Right now, a big focus is events, and companies have started using them as a new revenue stream. Many of them are looking for 25 to 30 percent in the next three years or more. However, there are still plenty of newspaper operations in the USA that are still very dependent on their print revenue, that find digital hard and that are not going to invest in it. They probably don’t find value in LMA, and so they don’t join.

Our focus truly is the future and the transformation. We love print and we try and find as much innovation on the print side as we can, but a lot of innovation that’s going is on the digital side and in other areas. That’s what we are on top of and that’s what our members expect of us.

What kind of media company would say “no” to digital?

It’s not so much that they say “no,” it’s that they are not going to invest seriously.
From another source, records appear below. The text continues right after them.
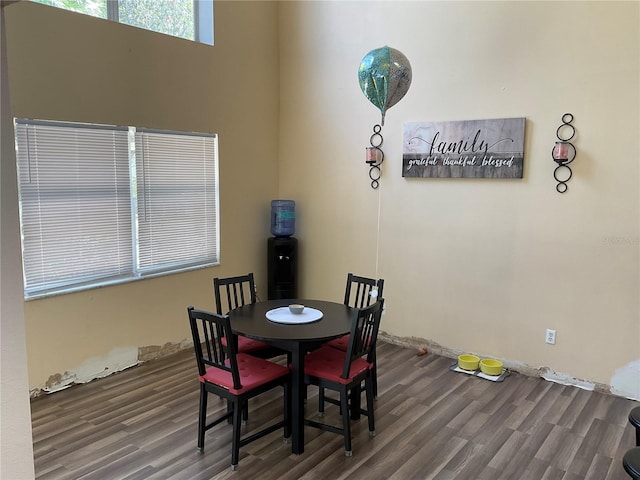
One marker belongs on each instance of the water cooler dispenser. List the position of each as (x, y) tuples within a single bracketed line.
[(282, 251)]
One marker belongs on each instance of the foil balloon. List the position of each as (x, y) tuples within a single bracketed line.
[(385, 77)]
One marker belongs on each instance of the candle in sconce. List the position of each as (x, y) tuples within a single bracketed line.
[(371, 155), (561, 151)]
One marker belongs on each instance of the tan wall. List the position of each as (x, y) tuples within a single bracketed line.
[(476, 265), (67, 66)]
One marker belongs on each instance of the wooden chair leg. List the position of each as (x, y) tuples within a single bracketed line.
[(202, 417), (346, 421), (287, 417), (369, 385), (238, 408), (320, 402)]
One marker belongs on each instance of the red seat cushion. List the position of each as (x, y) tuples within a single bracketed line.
[(253, 371), (247, 344), (341, 343), (328, 363)]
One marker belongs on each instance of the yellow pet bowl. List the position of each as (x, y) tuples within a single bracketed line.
[(468, 362), (490, 366)]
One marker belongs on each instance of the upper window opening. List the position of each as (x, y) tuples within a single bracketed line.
[(189, 19)]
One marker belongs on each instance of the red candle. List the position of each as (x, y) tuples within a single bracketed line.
[(561, 151), (372, 155)]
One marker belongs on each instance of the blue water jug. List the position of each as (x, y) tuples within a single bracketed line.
[(283, 218)]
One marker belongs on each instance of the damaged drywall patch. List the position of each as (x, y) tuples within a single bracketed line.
[(115, 361), (625, 382), (564, 379), (153, 352), (97, 367)]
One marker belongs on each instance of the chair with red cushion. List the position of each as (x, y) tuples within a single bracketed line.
[(359, 293), (231, 293), (344, 371), (236, 377)]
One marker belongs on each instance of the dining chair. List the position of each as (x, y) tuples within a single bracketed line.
[(359, 294), (234, 376), (344, 371), (231, 293)]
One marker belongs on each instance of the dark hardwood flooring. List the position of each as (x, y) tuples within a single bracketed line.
[(431, 423)]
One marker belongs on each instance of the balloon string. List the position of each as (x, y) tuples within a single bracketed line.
[(375, 172), (378, 232)]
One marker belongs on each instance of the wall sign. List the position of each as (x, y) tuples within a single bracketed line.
[(491, 148)]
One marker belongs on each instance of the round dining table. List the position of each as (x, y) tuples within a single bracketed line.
[(295, 338)]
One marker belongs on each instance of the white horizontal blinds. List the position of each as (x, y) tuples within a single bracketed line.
[(74, 203), (176, 204)]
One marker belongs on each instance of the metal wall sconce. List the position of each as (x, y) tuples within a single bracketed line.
[(564, 153), (375, 156)]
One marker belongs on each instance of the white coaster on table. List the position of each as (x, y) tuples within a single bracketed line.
[(283, 315)]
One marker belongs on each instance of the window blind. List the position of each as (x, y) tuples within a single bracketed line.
[(74, 204), (176, 200), (102, 204)]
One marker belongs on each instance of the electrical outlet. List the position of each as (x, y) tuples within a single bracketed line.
[(551, 337)]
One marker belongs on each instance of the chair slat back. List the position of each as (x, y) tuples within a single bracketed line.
[(207, 330), (364, 335), (358, 290), (233, 292)]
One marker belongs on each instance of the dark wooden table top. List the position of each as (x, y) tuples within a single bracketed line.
[(251, 321)]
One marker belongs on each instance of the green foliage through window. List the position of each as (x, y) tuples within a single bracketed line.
[(172, 17)]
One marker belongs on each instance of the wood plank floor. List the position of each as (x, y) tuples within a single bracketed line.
[(431, 423)]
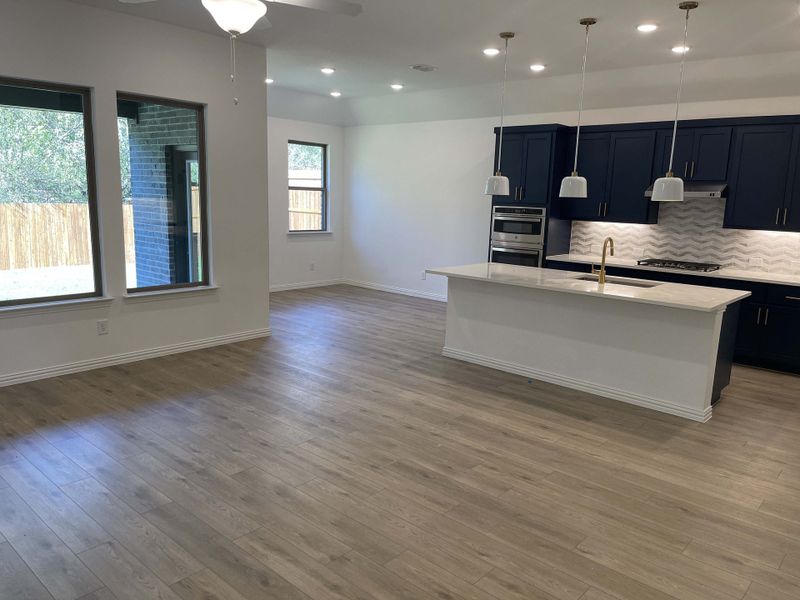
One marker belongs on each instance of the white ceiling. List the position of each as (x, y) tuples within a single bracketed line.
[(375, 48)]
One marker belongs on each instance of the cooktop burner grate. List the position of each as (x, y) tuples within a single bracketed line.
[(665, 263)]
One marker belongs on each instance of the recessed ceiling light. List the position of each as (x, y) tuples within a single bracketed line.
[(423, 68)]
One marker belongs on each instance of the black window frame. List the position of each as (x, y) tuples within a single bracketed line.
[(200, 109), (323, 189), (91, 186)]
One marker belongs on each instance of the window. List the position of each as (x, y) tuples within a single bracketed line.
[(48, 214), (308, 187), (162, 156)]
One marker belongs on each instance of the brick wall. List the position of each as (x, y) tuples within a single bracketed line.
[(158, 128)]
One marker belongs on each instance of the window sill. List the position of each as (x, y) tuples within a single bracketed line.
[(24, 310), (169, 294)]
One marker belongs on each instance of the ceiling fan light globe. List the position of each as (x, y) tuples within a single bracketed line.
[(668, 189), (497, 185), (236, 16), (574, 186)]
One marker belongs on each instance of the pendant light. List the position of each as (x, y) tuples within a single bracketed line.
[(497, 184), (575, 186), (670, 188), (236, 17)]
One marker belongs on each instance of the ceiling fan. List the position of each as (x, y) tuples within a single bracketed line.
[(340, 7), (237, 17)]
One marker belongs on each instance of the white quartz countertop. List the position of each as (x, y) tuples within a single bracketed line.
[(723, 273), (673, 295)]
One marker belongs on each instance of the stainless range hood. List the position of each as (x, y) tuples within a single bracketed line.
[(703, 191)]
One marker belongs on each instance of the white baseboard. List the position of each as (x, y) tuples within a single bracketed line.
[(283, 287), (577, 384), (397, 290), (128, 357), (365, 284)]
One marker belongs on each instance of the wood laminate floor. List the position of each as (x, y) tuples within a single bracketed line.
[(344, 458)]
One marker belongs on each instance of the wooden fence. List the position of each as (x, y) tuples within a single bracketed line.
[(51, 235), (305, 210)]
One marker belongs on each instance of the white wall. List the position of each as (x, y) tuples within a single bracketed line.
[(415, 190), (57, 41), (292, 255)]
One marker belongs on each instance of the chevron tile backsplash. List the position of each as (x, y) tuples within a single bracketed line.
[(692, 230)]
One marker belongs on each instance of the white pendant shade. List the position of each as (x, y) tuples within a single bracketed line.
[(574, 186), (236, 16), (668, 189), (497, 185)]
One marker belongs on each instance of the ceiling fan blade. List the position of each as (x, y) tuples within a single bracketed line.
[(262, 24), (341, 7)]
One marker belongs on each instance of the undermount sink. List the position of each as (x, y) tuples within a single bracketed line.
[(621, 281)]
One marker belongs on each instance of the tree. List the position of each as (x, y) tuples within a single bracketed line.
[(42, 156)]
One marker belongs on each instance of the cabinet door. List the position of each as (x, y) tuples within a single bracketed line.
[(593, 162), (791, 215), (759, 178), (536, 186), (710, 154), (750, 332), (511, 165), (782, 340), (683, 153), (631, 173)]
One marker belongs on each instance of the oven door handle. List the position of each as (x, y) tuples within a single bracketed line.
[(526, 219), (516, 250)]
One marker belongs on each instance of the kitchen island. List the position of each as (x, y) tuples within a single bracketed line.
[(664, 346)]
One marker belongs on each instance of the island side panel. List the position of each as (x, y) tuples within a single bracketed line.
[(660, 357)]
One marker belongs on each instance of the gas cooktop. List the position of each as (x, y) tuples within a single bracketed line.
[(666, 263)]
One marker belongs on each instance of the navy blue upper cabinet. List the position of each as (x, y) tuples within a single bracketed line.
[(631, 173), (712, 148), (511, 163), (701, 153), (536, 183), (684, 147), (528, 164), (593, 163), (761, 168)]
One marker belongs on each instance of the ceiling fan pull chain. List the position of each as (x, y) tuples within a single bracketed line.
[(233, 68)]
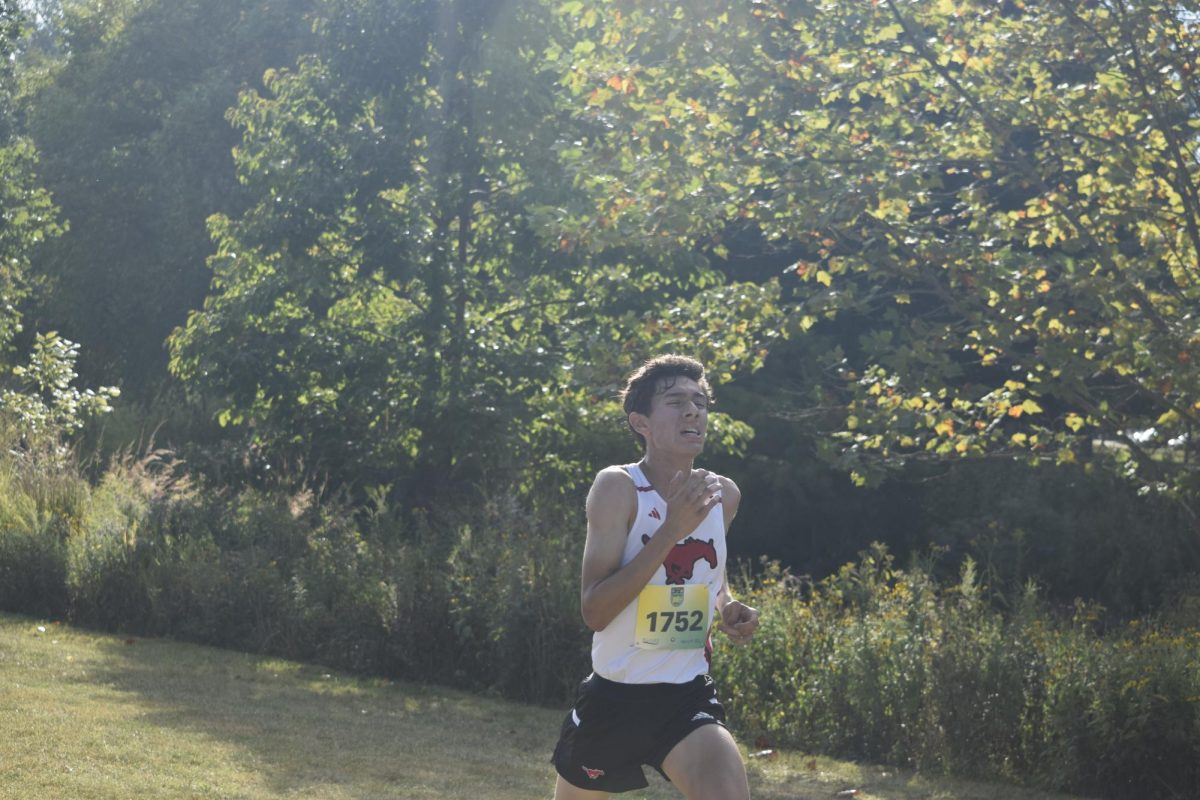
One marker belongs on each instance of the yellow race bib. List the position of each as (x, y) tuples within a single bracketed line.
[(673, 618)]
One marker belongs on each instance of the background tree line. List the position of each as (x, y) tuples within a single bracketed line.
[(369, 275)]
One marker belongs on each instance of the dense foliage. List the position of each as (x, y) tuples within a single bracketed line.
[(375, 269), (886, 662), (993, 203)]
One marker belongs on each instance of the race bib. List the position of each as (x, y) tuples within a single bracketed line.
[(673, 618)]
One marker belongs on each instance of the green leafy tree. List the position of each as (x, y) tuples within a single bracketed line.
[(125, 101), (36, 397), (391, 310), (990, 206), (27, 214)]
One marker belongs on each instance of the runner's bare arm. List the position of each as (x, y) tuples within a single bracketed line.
[(606, 587), (738, 620)]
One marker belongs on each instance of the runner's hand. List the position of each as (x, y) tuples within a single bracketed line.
[(690, 497), (738, 621)]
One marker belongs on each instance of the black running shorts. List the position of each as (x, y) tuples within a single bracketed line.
[(616, 728)]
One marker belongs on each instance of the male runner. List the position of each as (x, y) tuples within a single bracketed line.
[(653, 576)]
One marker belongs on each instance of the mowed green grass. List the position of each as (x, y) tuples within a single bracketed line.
[(90, 715)]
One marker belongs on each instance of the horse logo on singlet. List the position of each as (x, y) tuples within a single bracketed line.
[(681, 561)]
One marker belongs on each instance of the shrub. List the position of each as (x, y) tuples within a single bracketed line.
[(881, 663)]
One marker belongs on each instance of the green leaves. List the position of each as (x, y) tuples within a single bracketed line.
[(1007, 193)]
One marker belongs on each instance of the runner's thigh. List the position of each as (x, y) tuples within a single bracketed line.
[(564, 791), (707, 765)]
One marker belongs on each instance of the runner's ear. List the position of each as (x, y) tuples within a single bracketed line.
[(640, 422)]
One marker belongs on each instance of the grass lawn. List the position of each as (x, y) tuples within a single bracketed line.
[(89, 715)]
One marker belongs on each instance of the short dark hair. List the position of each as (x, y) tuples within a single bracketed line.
[(655, 377)]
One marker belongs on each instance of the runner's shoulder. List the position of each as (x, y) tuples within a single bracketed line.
[(612, 485), (731, 497)]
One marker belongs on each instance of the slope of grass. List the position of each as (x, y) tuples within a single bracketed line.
[(89, 715)]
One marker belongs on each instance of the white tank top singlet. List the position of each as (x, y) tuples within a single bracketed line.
[(697, 559)]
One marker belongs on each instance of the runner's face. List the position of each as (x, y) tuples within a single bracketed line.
[(678, 417)]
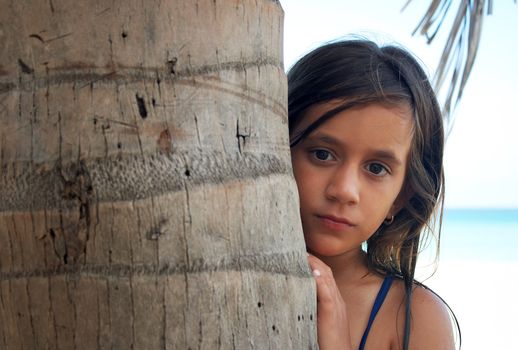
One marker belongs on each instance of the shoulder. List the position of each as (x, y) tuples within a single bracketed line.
[(432, 326)]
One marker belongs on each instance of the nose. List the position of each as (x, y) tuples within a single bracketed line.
[(344, 185)]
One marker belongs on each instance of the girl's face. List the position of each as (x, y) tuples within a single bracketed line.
[(349, 173)]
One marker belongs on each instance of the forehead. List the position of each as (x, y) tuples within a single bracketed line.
[(402, 111), (371, 126)]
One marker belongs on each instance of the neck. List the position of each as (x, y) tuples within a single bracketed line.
[(348, 267)]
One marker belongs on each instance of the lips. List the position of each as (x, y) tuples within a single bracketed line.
[(335, 223)]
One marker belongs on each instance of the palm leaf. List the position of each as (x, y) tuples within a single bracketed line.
[(460, 49)]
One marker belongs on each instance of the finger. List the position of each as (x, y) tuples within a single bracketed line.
[(327, 291)]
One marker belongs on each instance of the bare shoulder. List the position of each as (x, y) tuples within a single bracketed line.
[(432, 326)]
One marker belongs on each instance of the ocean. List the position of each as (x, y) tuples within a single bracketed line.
[(477, 275)]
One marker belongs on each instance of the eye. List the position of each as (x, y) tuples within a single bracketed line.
[(322, 155), (377, 169)]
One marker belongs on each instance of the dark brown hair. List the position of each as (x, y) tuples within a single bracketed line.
[(359, 72)]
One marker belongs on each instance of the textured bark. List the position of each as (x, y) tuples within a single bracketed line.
[(146, 196)]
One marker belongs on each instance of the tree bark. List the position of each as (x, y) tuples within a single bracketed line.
[(146, 195)]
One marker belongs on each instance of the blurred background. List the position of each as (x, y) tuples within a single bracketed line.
[(478, 264)]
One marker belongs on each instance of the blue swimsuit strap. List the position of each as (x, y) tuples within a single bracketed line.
[(385, 287)]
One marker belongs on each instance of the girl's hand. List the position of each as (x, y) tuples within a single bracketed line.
[(332, 322)]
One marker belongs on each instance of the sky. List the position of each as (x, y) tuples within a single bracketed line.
[(481, 155)]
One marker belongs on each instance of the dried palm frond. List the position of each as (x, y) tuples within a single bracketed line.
[(461, 46)]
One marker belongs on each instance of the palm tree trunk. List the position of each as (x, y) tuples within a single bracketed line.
[(146, 196)]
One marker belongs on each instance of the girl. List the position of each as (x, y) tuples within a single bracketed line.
[(367, 143)]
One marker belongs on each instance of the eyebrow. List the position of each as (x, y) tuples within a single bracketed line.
[(387, 155)]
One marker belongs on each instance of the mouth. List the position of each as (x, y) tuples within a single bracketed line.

You have to view it as a new business, as a start-up. It requires seed money and it’s harder to find people with digital skills. Print is still strong and still makes money. Granted, revenue overall is down by 50 percent since about 2008, but there are still profit margins in print.

You have some smaller companies in smaller, maybe rural markets where print works and is probably a good model for them. When you’re in larger markets, though, you really need to transform and have a plan on the digital side. Most of our members are really trying to increase that digital revenue at an aggressive rate and make the investments that are necessary, while not losing a ton of money along the way. It is a hard process and we are all learning together.

What sort of suggestions do you make for innovation in print?

It’s very hard to find innovation on the print side. We see some unique ad formats that are working, though. Some of our members who are successful with native advertising are reverse-publishing into print, and for smaller companies, that’s a good play. For larger companies, native is really better on the digital side so they can price it correctly and be able to make money, because it’s expensive to produce that kind of content and do it well.

And going back to events, though it’s a classic ‘transformation A’ and it’s not anything new, a lot of innovation is going on with events and a lot of that gets promoted in print. There is definitely some innovation going on on the print side; it’s just that it’s not enough. Print losses continue, and though they are not as bad as they were, we have to make up those dollars in other areas. Whether it’s digital, whether it’s events, or the next big thing, we have to help them figure it out.